TIA. If that’s the missing key I’ll update the docs to specify it.

Bobby

Just to quickly clarify, though Pomerium would definitely have access to pull back user’s image it would not be very helpful.Azure is responding with a base64 blob of the image (vs all other identity providers just respond back with a image url that can be hotlinked). To make this usable for folks behind Pomerium would be a pretty big change and probably wouldn’t help upstream applications actually use that image.

Bobby

Does that make sense?

Bobby

If you are using Google for example, an upstream application can take our assertion header / picture header and just embed that png directly into their application if they want.In azure, no such url exists. So we’d either need to set the picture url to some base64 value that could be decoded by the upstream application, or serve that image directly (not a fan of). In either case, we’d have to now cache a very large image file and add it to the assertion JWT. This also runs the risk of breaking header size limits some load balancers have.

Bobby

I think the way Azure imagined folks would use it is by the upstream application directly querying the image endpoint with their access token, cache it locally, then use it.

Alex

@Bobby are you sure about that? The doc you linked reads to me that the endpoint gives you a binary, and they’re suggesting converting to base64 to use as an email attachment.

Ashley Collinge

So, normally Pomerium wouldn’t be sending the access_token for Azure along to the upstream application?
(I just tried adding the service account and it’s the same (makes sense)). So even if access_token was there, Chrome isn’t going to automatically decode and whatnot

Bobby

So, normally Pomerium wouldn’t be sending the access_token for Azure along to the upstream application?

Pomerium cache’s all the user data during login, and session/directory refreshing.Per OIDC spec, there is only the user_info endpoint which should return the user’s image url. Azure does it’s own thing here which I don’t understand. They’ve added a whole-nother flow to the process.

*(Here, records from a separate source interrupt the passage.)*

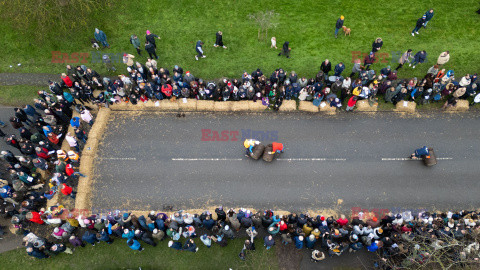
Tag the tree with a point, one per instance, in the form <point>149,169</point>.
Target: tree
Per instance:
<point>265,20</point>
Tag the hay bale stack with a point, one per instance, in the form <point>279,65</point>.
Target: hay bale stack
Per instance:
<point>461,106</point>
<point>288,106</point>
<point>364,106</point>
<point>256,106</point>
<point>205,105</point>
<point>190,106</point>
<point>240,106</point>
<point>169,105</point>
<point>410,108</point>
<point>307,106</point>
<point>223,106</point>
<point>327,108</point>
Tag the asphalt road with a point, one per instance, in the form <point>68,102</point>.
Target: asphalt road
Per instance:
<point>147,161</point>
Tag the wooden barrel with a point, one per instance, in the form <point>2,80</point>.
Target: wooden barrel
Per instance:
<point>257,151</point>
<point>430,159</point>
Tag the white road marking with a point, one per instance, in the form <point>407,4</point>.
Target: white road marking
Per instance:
<point>281,159</point>
<point>312,159</point>
<point>204,159</point>
<point>396,159</point>
<point>120,158</point>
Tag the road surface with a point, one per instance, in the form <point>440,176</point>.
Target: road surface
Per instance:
<point>148,161</point>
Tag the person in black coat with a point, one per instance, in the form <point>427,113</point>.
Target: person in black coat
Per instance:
<point>219,40</point>
<point>285,50</point>
<point>326,66</point>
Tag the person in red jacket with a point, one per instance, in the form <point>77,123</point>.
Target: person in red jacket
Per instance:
<point>67,191</point>
<point>167,90</point>
<point>67,80</point>
<point>35,217</point>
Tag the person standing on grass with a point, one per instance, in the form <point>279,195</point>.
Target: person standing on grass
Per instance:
<point>150,37</point>
<point>339,25</point>
<point>286,49</point>
<point>405,58</point>
<point>420,23</point>
<point>219,40</point>
<point>419,58</point>
<point>150,48</point>
<point>199,50</point>
<point>428,16</point>
<point>443,58</point>
<point>101,37</point>
<point>136,43</point>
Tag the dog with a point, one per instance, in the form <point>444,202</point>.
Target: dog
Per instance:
<point>94,44</point>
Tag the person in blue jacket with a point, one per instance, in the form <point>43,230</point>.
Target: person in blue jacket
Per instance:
<point>419,153</point>
<point>298,242</point>
<point>428,16</point>
<point>134,244</point>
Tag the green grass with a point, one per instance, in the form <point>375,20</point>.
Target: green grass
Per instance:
<point>307,24</point>
<point>18,95</point>
<point>119,256</point>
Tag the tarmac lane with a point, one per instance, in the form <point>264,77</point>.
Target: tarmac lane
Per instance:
<point>151,160</point>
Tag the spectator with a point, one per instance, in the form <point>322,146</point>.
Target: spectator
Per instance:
<point>101,37</point>
<point>219,40</point>
<point>339,25</point>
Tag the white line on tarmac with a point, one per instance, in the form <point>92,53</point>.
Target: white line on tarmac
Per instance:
<point>120,158</point>
<point>204,159</point>
<point>397,159</point>
<point>312,159</point>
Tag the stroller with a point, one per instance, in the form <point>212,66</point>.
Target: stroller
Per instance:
<point>108,63</point>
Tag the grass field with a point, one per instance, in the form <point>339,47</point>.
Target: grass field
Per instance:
<point>307,24</point>
<point>18,95</point>
<point>119,256</point>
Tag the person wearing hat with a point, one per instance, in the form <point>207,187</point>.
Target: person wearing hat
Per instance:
<point>420,22</point>
<point>339,25</point>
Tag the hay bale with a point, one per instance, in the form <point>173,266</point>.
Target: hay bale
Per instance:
<point>326,108</point>
<point>190,106</point>
<point>461,106</point>
<point>240,106</point>
<point>289,106</point>
<point>410,106</point>
<point>256,106</point>
<point>364,106</point>
<point>205,105</point>
<point>222,106</point>
<point>168,105</point>
<point>307,106</point>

URL of the End-User’s profile picture. This URL MUST refer to an image file (for example, a PNG, JPEG, or GIF image file), rather than to a Web page containing an image. Note that this URL SHOULD specifically reference a profile photo of the End-User suitable for displaying when describing the End-User, rather than an arbitrary photo taken by the End-User.

Bobby

So, normally Pomerium wouldn’t be sending the access_token for Azure along to the upstream application?

Pomerium only uses the access_token to hit the OIDC user_info endpoint which does usually contain a link to the user’s profile image.Yes, we intentionally does not pass the access_token to the upstream application to prevent information leakage.There’s an issue tracking if we should change that however.option to pass oAuth access token as authorization header to upstream · Issue #1915 · pomerium/pomerium · GitHub (edited)

Bobby

@Bobby are you sure about that? The doc you linked reads to me that the endpoint gives you a binary, and they’re suggesting converting to base64 to use as an email attachment.

Sure about which aspect of it?They do have an endpoint where you can grab a user’s image with Pomerium’s access token. It’s just not practical for us to use because it’s base64 data, would need to be cached, and still wouldn’t be hot-linkable which is what I think most folks expect (since spec) when given a profile claim.

Alex

Sure about which aspect of it?

The part about it being base64-encoded data.

Bobby

I’m not sure that they don’t support directly image linking now. It’s possible they do. But my understanding is that URL still requires a bearer token.